Like a lot of people, I love flying. The few times I’ve taken flying lessons, though, I’ve quickly given up. For one thing, they’re expensive, and I’m a cheapskate. Also, flying small planes is, well, dangerous. Even a couple of minor incidents where the instructor was taken by surprise were enough to give me cold feet. Clearly, I must lack something in the right-stuff department.
Fortunately, technology has caught up with my longings to soar. In the latest twist on a hobby I’ve enjoyed for years—flying radio-controlled models—the pilot need no longer view the world from the ground. Now you can easily outfit a model with a video camera and a radio downlink, allowing you to take in the experience from the point of view of the cockpit. It’s sort of like having your own private MQ-1 Predator—minus the Hellfire missiles.
This new branch of the hobby goes by the name first-person view, or FPV for short. FPV flying has been controversial in modeling circles because some of the people doing it fly very high and well out of sight, meaning that their models might crash someplace where they could do some damage.
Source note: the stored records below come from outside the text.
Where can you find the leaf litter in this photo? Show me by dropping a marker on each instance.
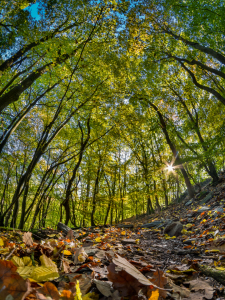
(129, 261)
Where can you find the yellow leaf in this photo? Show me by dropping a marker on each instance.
(18, 261)
(90, 296)
(220, 268)
(154, 295)
(44, 273)
(27, 261)
(47, 262)
(25, 271)
(78, 292)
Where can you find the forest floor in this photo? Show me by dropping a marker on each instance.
(178, 253)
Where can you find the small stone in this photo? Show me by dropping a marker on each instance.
(173, 229)
(189, 202)
(202, 194)
(152, 224)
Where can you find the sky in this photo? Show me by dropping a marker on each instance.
(33, 8)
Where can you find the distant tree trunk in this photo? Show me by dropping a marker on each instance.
(66, 202)
(150, 209)
(210, 168)
(190, 188)
(95, 192)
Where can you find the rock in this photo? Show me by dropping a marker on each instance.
(165, 223)
(189, 202)
(203, 208)
(207, 198)
(152, 224)
(62, 227)
(173, 229)
(189, 242)
(201, 195)
(125, 226)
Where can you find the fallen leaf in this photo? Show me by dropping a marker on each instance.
(154, 295)
(49, 290)
(159, 279)
(12, 285)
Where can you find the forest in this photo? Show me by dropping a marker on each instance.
(109, 108)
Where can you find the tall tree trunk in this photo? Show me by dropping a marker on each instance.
(189, 186)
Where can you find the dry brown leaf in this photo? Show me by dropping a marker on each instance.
(11, 283)
(130, 269)
(202, 287)
(179, 292)
(126, 284)
(160, 281)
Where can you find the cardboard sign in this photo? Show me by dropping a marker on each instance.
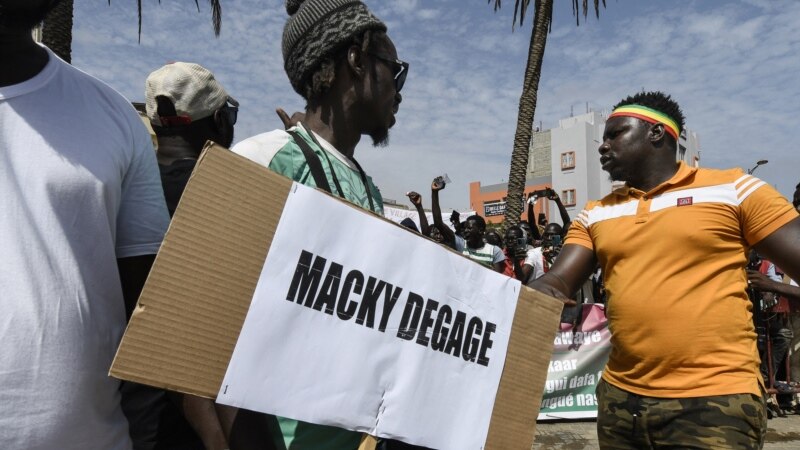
(193, 306)
(348, 328)
(579, 357)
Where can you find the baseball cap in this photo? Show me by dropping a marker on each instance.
(193, 90)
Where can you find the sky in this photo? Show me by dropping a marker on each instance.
(731, 65)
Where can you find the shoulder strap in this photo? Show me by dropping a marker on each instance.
(314, 164)
(366, 184)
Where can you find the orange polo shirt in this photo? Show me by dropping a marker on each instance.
(673, 262)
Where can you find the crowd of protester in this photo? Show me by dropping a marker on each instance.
(86, 202)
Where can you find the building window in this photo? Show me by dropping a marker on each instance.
(567, 160)
(568, 197)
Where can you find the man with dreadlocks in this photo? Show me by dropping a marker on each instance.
(338, 57)
(340, 60)
(672, 243)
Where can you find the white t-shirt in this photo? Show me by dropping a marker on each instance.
(535, 259)
(488, 255)
(79, 188)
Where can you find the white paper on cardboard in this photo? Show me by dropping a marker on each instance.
(349, 328)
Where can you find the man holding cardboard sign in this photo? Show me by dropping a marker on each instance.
(338, 57)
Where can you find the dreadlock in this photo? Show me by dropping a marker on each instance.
(322, 79)
(656, 100)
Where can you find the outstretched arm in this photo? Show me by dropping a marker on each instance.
(416, 200)
(574, 265)
(761, 282)
(782, 247)
(447, 233)
(562, 210)
(536, 236)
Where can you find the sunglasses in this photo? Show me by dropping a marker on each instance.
(402, 69)
(231, 113)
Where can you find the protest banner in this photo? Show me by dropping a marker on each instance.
(398, 214)
(191, 316)
(579, 356)
(390, 339)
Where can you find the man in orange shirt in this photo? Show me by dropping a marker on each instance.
(684, 368)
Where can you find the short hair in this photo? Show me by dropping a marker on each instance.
(659, 101)
(477, 219)
(554, 227)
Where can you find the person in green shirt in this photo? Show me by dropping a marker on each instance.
(340, 60)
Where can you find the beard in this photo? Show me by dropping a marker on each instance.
(380, 137)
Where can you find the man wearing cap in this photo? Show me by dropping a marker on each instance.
(186, 106)
(340, 60)
(81, 217)
(672, 243)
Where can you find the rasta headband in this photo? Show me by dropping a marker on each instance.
(648, 115)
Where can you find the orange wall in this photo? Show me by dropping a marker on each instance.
(477, 200)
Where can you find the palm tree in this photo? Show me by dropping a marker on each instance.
(57, 27)
(57, 30)
(542, 22)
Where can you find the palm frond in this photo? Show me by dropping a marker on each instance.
(216, 14)
(584, 4)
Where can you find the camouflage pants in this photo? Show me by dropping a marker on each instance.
(628, 421)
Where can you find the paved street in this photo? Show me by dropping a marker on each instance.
(783, 434)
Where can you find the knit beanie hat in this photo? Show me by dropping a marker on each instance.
(318, 28)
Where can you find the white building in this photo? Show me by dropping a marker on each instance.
(571, 151)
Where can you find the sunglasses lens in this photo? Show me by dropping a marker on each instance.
(401, 78)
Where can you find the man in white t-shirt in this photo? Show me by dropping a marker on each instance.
(82, 215)
(473, 246)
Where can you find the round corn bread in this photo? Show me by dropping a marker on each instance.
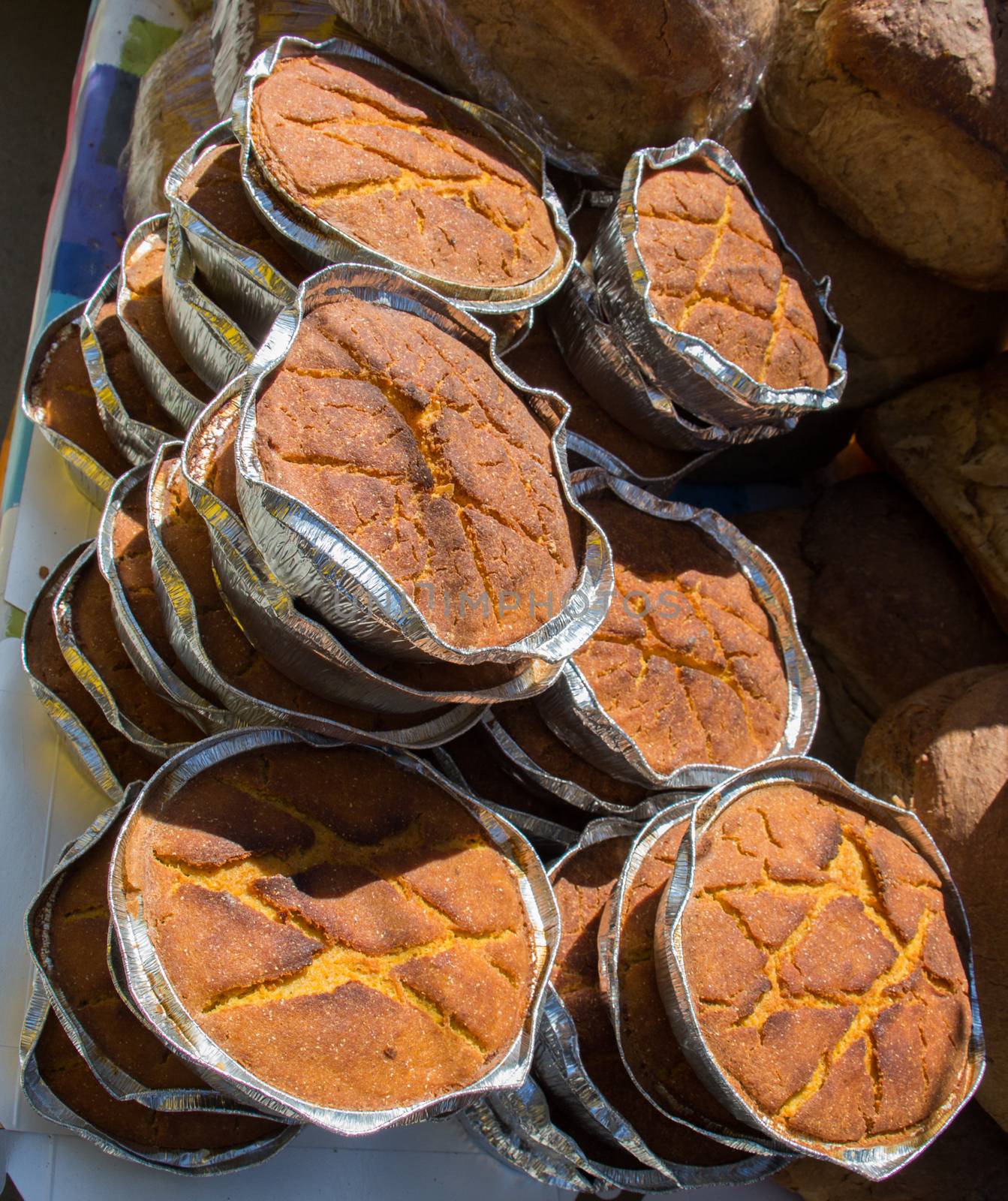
(63, 390)
(583, 886)
(402, 170)
(342, 928)
(410, 444)
(718, 272)
(686, 662)
(823, 973)
(129, 1122)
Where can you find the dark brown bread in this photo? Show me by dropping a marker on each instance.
(412, 446)
(62, 388)
(823, 971)
(402, 170)
(719, 273)
(686, 661)
(583, 888)
(46, 664)
(343, 929)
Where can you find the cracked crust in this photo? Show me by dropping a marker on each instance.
(583, 888)
(46, 664)
(402, 170)
(412, 446)
(823, 971)
(719, 273)
(63, 390)
(344, 930)
(686, 662)
(70, 1078)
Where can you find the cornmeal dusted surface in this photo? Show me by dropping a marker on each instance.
(827, 982)
(686, 662)
(412, 446)
(402, 170)
(340, 926)
(718, 273)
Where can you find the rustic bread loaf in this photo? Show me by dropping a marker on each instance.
(823, 972)
(412, 446)
(898, 117)
(948, 442)
(344, 929)
(943, 752)
(403, 170)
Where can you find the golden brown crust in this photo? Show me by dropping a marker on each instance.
(719, 273)
(357, 940)
(824, 974)
(62, 388)
(402, 170)
(686, 661)
(66, 1074)
(412, 446)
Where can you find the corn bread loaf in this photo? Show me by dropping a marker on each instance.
(943, 752)
(583, 886)
(686, 662)
(403, 170)
(409, 442)
(342, 928)
(718, 272)
(826, 979)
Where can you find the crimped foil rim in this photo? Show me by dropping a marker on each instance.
(123, 1086)
(165, 1014)
(155, 672)
(875, 1163)
(720, 388)
(526, 768)
(180, 1163)
(182, 622)
(213, 344)
(322, 552)
(86, 672)
(135, 440)
(323, 243)
(559, 1061)
(609, 938)
(233, 546)
(62, 715)
(530, 824)
(174, 399)
(92, 480)
(573, 712)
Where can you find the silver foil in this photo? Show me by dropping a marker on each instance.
(683, 366)
(183, 1163)
(531, 824)
(63, 716)
(609, 937)
(210, 342)
(344, 584)
(558, 1064)
(173, 398)
(875, 1163)
(116, 1080)
(317, 243)
(90, 478)
(87, 673)
(182, 622)
(296, 644)
(135, 440)
(602, 363)
(165, 1014)
(156, 674)
(574, 714)
(248, 285)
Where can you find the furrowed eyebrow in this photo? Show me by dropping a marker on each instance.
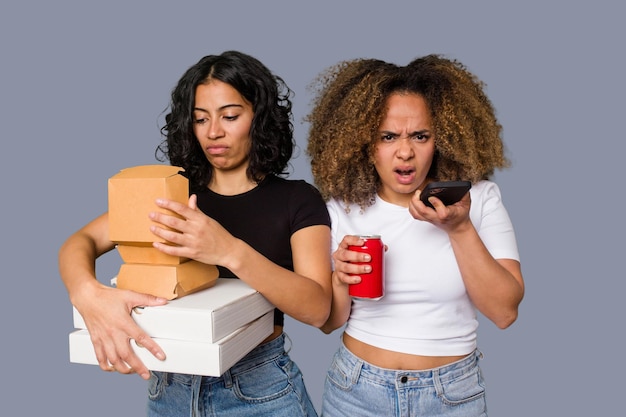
(224, 107)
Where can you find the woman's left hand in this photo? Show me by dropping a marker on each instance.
(193, 234)
(448, 218)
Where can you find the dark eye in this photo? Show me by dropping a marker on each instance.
(421, 137)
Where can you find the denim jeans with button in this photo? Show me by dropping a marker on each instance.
(356, 388)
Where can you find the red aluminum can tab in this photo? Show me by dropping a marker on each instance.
(372, 285)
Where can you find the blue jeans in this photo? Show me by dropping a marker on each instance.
(266, 382)
(356, 388)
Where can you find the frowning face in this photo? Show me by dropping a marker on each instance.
(222, 121)
(405, 148)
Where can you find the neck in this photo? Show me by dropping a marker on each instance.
(231, 183)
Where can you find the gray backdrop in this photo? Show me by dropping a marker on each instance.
(82, 90)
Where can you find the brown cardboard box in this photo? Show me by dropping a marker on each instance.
(145, 253)
(167, 281)
(132, 192)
It was only a year or so ago that the Academy of Model Aeronautics, an organization that provides U.S. modelers with liability insurance, deemed FPV flying an acceptable activity at its chartered airfields—and only if two pilots work in tandem. One looks up at the plane in the usual manner while the other does the FPV flying. Their radio-control transmitters need to be linked so that the person looking at the plane can take control in an instant if the FPV pilot loses orientation or flies too far away. Done in this way, FPV is no more dangerous than flying radio-controlled models in the standard fashion.
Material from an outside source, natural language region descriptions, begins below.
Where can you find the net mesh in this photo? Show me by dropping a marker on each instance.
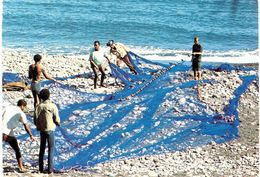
(151, 115)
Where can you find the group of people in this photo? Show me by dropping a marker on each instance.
(46, 118)
(46, 114)
(99, 58)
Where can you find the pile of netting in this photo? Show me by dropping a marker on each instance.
(151, 115)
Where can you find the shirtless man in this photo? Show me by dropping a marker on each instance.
(35, 72)
(97, 59)
(121, 52)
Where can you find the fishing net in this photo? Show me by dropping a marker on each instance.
(158, 111)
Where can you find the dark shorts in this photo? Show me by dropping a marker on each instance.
(36, 87)
(14, 144)
(196, 66)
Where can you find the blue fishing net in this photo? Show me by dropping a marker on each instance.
(158, 111)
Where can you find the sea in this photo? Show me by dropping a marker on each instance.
(154, 29)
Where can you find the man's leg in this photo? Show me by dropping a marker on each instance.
(35, 98)
(51, 147)
(129, 64)
(42, 149)
(96, 75)
(14, 144)
(102, 76)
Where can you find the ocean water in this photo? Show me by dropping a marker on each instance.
(157, 29)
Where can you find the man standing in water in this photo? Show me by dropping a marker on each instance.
(97, 60)
(121, 52)
(35, 72)
(196, 58)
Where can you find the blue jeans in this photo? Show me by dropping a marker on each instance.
(47, 136)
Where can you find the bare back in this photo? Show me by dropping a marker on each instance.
(35, 71)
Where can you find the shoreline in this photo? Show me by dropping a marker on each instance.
(239, 157)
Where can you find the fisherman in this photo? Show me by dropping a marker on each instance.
(35, 72)
(11, 118)
(98, 60)
(196, 58)
(46, 118)
(121, 52)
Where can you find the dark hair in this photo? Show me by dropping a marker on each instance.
(44, 94)
(37, 57)
(21, 103)
(110, 42)
(97, 42)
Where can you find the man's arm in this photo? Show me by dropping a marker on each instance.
(56, 117)
(195, 53)
(30, 72)
(26, 126)
(28, 130)
(47, 76)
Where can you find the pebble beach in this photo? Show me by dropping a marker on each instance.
(239, 157)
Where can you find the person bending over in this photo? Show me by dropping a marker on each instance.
(12, 117)
(121, 52)
(97, 60)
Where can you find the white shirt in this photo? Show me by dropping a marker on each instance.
(12, 117)
(98, 56)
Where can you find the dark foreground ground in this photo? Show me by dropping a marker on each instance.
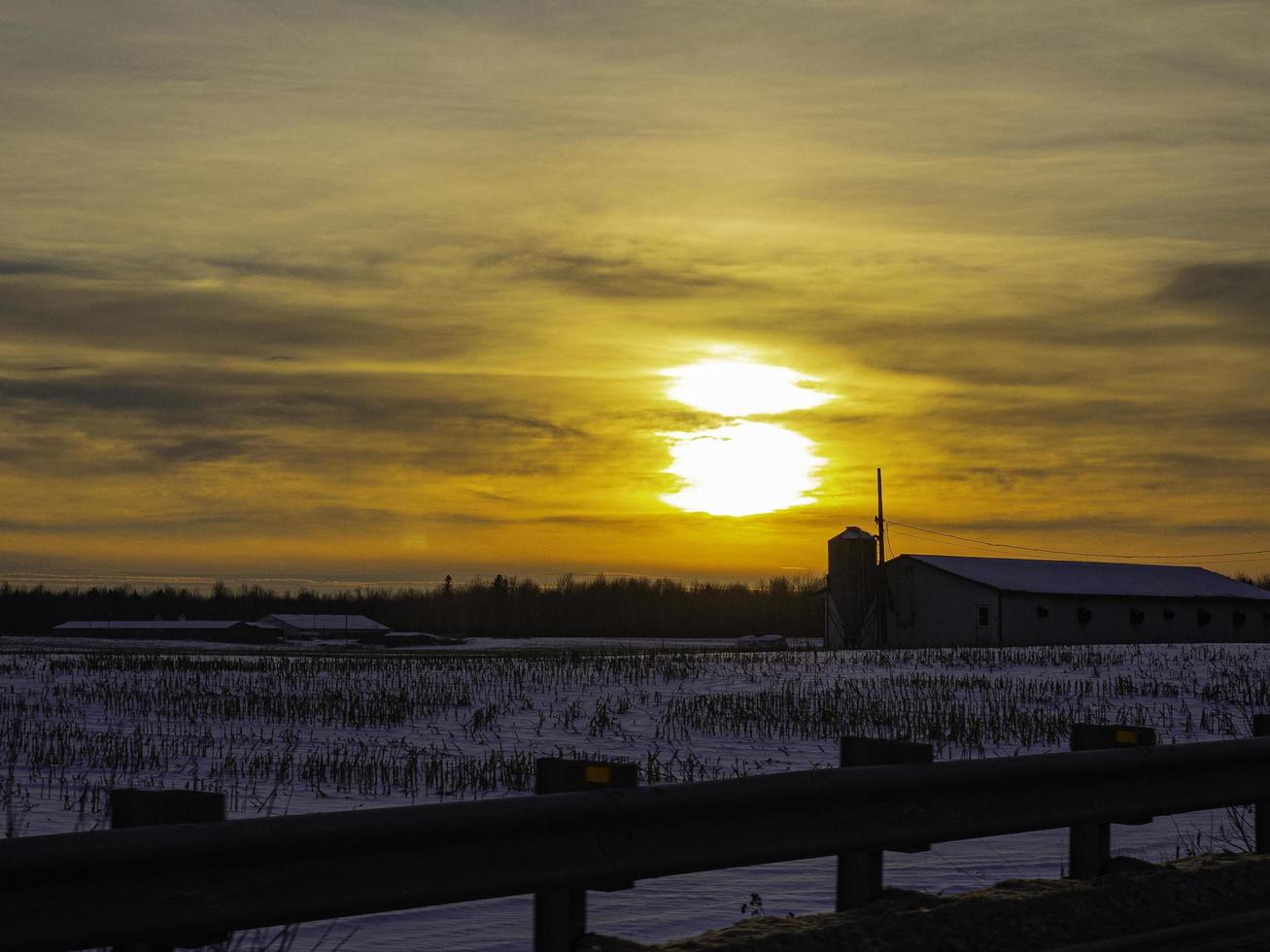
(1203, 902)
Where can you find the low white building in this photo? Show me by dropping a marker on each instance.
(323, 626)
(1009, 602)
(165, 629)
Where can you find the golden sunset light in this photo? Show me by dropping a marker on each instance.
(740, 389)
(381, 292)
(741, 468)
While it’s hard to suppress the urge to take off on a cross-country jaunt when flying an FPV model, with a little self-control you can responsibly stay in visual range and still have a great deal of fun. And this way you’re far less likely to lose your plane.
Having read up about this activity at such sites at DIYDrones.com and FPVPilot.com, I was eager to give it a try. I purchased a tiny SN555 video camera for US $129 from Hobby Wireless, an online seller of FPV gear. While there, for another $95 I also bought a diminutive 0.5-watt video transmitter and a matching receiver tuned to 910 megahertz, which is well separated from the frequencies used for radio-controlled model aircraft in the United States (72 MHz and 2.4 gigahertz). Note, though, that you need an FCC amateur license to operate a 910-MHz transmitter in the United States.
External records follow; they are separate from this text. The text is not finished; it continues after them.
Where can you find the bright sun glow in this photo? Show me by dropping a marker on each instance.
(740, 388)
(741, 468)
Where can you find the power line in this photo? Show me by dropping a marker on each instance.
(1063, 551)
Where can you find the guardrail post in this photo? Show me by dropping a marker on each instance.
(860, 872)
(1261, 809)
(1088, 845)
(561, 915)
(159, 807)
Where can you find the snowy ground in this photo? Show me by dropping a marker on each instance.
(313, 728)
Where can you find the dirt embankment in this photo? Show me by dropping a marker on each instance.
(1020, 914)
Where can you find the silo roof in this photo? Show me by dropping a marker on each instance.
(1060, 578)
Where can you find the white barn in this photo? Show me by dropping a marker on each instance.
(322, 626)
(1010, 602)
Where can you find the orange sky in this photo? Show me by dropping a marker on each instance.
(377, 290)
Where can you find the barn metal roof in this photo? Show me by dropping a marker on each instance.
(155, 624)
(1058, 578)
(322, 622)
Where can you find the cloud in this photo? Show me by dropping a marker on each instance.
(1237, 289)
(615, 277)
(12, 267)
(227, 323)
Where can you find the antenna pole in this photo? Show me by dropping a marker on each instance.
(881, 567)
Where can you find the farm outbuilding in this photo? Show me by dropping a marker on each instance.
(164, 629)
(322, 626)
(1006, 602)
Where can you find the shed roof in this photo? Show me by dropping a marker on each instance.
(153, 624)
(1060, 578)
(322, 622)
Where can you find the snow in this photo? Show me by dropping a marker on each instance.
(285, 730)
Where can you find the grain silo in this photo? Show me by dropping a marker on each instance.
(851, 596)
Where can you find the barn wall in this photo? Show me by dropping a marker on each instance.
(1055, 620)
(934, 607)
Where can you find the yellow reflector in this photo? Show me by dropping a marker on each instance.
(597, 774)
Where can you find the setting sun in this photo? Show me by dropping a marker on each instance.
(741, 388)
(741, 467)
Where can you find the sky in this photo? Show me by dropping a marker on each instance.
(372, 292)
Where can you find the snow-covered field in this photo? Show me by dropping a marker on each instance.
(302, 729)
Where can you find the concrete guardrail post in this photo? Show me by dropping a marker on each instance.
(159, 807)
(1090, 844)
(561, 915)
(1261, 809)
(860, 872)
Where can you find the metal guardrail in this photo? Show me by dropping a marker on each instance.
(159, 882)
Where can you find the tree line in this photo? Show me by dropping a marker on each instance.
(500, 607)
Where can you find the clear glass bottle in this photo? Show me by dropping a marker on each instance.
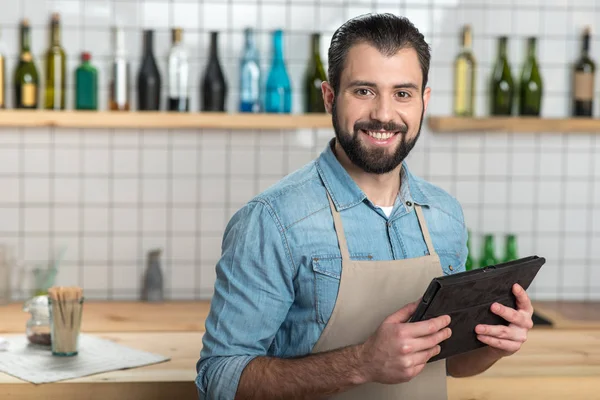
(250, 75)
(279, 88)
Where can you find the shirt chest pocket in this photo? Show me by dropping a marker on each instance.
(327, 270)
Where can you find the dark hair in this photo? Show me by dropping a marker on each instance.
(388, 33)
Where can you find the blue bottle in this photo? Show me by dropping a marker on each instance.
(278, 97)
(250, 75)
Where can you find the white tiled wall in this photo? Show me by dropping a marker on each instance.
(110, 195)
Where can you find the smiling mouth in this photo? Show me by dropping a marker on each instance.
(380, 135)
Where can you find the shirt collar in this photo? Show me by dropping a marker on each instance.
(345, 193)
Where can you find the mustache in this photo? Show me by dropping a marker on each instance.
(373, 125)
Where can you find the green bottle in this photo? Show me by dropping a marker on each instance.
(510, 253)
(56, 60)
(86, 84)
(469, 264)
(531, 87)
(489, 254)
(503, 89)
(315, 75)
(26, 79)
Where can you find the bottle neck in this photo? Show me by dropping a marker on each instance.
(148, 43)
(531, 45)
(466, 39)
(316, 46)
(278, 46)
(502, 48)
(55, 35)
(214, 45)
(25, 38)
(585, 48)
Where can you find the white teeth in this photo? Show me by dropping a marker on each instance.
(380, 135)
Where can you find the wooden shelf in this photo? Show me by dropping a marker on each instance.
(514, 124)
(160, 120)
The big question was what model to use. I ended up with a plane called the Twin Star II, which is manufactured by Multiplex Modellsport of Bretten-Gölshausen, Germany. It normally retails for $150, but I picked up a kit for this model at the bargain price of $86 from BP Hobbies of Piscataway, N. J.
The Twin Star works well for FPV because it is electrically powered, so there’s no oily engine exhaust to foul the camera lens. And as the name implies, it has two motors mounted on the wings, rather than a single motor up front. So there’s no spinning prop to obscure the view from the cockpit.